China-Based Espionage Group Compromised Notepad++ for Six Months
Rapid7 researchers have determined that Lotus Blossom — a Chinese APT group active since at least 2009, also tracked as Billbug, Thrip, and Raspberry Typhoon — gained recurring unauthorized access to the internal infrastructure of Notepad++, one of the world’s most widely used open-source text editors, for a six-month window beginning in June 2025, during which the attackers deployed a custom backdoor and used the compromised hosting environment to redirect Notepad++ auto-update traffic to malicious servers — a technique that potentially exposed any user running an older version of the tool who accepted an update prompt during the attack window. Rapid7 assessed the intrusion as consistent with targeted intelligence collection rather than a mass-compromise campaign, finding no evidence of bulk data exfiltration, and described post-compromise behavior as focused on “system profiling, persistence mechanisms, and remote command execution” — consistent with Lotus Blossom’s historical focus on government, telecom, critical infrastructure, and media organizations, all of which are disproportionately represented among Notepad++ users.

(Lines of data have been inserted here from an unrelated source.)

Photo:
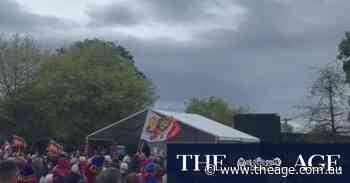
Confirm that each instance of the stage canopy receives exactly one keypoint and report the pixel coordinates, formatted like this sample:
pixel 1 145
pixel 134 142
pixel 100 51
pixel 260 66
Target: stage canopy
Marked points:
pixel 194 129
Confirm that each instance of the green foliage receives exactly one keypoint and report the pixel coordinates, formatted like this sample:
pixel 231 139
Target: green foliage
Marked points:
pixel 82 88
pixel 287 128
pixel 213 108
pixel 344 54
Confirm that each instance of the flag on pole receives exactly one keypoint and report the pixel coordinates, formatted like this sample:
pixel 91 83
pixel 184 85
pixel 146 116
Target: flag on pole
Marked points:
pixel 54 149
pixel 159 128
pixel 18 143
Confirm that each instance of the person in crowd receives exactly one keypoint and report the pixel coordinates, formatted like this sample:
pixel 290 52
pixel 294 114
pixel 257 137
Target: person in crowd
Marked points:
pixel 93 168
pixel 39 168
pixel 109 175
pixel 26 171
pixel 149 173
pixel 133 178
pixel 61 170
pixel 8 171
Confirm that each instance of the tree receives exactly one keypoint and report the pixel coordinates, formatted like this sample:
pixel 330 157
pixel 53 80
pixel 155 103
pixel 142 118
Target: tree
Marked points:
pixel 20 60
pixel 213 108
pixel 344 55
pixel 286 127
pixel 328 108
pixel 85 87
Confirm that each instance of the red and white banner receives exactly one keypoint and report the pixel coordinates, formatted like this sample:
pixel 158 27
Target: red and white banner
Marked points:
pixel 18 143
pixel 54 149
pixel 159 128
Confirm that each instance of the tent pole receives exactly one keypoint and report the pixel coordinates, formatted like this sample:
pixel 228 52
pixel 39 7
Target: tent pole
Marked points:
pixel 87 146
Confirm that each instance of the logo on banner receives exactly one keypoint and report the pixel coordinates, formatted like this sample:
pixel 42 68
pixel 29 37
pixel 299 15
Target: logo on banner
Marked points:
pixel 160 128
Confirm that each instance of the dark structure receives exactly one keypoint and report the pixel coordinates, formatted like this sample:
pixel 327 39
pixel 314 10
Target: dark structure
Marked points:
pixel 267 127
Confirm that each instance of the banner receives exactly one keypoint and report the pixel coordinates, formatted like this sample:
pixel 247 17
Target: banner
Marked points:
pixel 261 163
pixel 18 143
pixel 54 149
pixel 160 128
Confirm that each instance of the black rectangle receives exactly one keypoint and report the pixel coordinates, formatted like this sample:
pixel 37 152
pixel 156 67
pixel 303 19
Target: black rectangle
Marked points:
pixel 291 156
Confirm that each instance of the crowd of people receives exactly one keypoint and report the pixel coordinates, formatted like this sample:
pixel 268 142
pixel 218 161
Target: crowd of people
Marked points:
pixel 99 167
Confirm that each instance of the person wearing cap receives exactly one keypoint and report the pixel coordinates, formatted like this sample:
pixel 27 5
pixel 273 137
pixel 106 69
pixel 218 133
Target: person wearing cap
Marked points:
pixel 149 173
pixel 8 171
pixel 93 168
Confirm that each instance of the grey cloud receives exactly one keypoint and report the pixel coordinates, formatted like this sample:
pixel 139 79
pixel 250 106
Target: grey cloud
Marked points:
pixel 112 15
pixel 15 19
pixel 179 12
pixel 264 63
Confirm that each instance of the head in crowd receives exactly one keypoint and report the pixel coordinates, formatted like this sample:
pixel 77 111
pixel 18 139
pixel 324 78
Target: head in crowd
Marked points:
pixel 133 178
pixel 109 175
pixel 8 171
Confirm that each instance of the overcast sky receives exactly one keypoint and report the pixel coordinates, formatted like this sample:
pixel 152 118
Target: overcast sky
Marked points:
pixel 255 53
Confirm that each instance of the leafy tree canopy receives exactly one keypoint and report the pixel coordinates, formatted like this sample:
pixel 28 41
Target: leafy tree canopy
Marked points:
pixel 213 108
pixel 82 88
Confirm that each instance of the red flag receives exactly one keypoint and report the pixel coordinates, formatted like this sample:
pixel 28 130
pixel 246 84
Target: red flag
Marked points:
pixel 175 130
pixel 18 143
pixel 54 149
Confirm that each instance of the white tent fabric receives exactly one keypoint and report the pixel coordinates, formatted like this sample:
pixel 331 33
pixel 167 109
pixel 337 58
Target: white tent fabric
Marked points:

Notepad++ creator Don Ho confirmed the breach, released a software update in December 2025 addressing the authentication weaknesses that allowed update traffic hijacking, and migrated the project to a new hosting provider with stronger security controls; Rapid7 confirmed that Lotus Blossom’s known campaign infrastructure has since gone dark.
France’s Cybersecurity Agency Reports Ransomware Attack Drop in 2025
France’s national cybersecurity agency ANSSI published its annual threat report on March 11, recording 128 ransomware incidents affecting French public and private organizations in 2025 — a modest decline from 141 in 2024 — but warning that the raw numbers likely understate the true threat landscape because ANSSI counts only incidents formally reported to the agency, and because the broader cybercriminal ecosystem is increasingly shifting toward “encryption-less extortion,” where data is stolen and monetized through ransom demands without deploying file-encrypting ransomware, a technique that often flies under traditional ransomware detection and reporting frameworks. The report also highlights a significant increase in espionage activity targeting French critical infrastructure, supply chain compromise attempts against defense-sector subcontractors, and an uptick in hacktivism campaigns linked to geopolitical flashpoints including the ongoing conflict in Ukraine — underscoring that France’s relatively stable ransomware headline number masks a threat environment that is becoming simultaneously broader and more sophisticated across all other dimensions.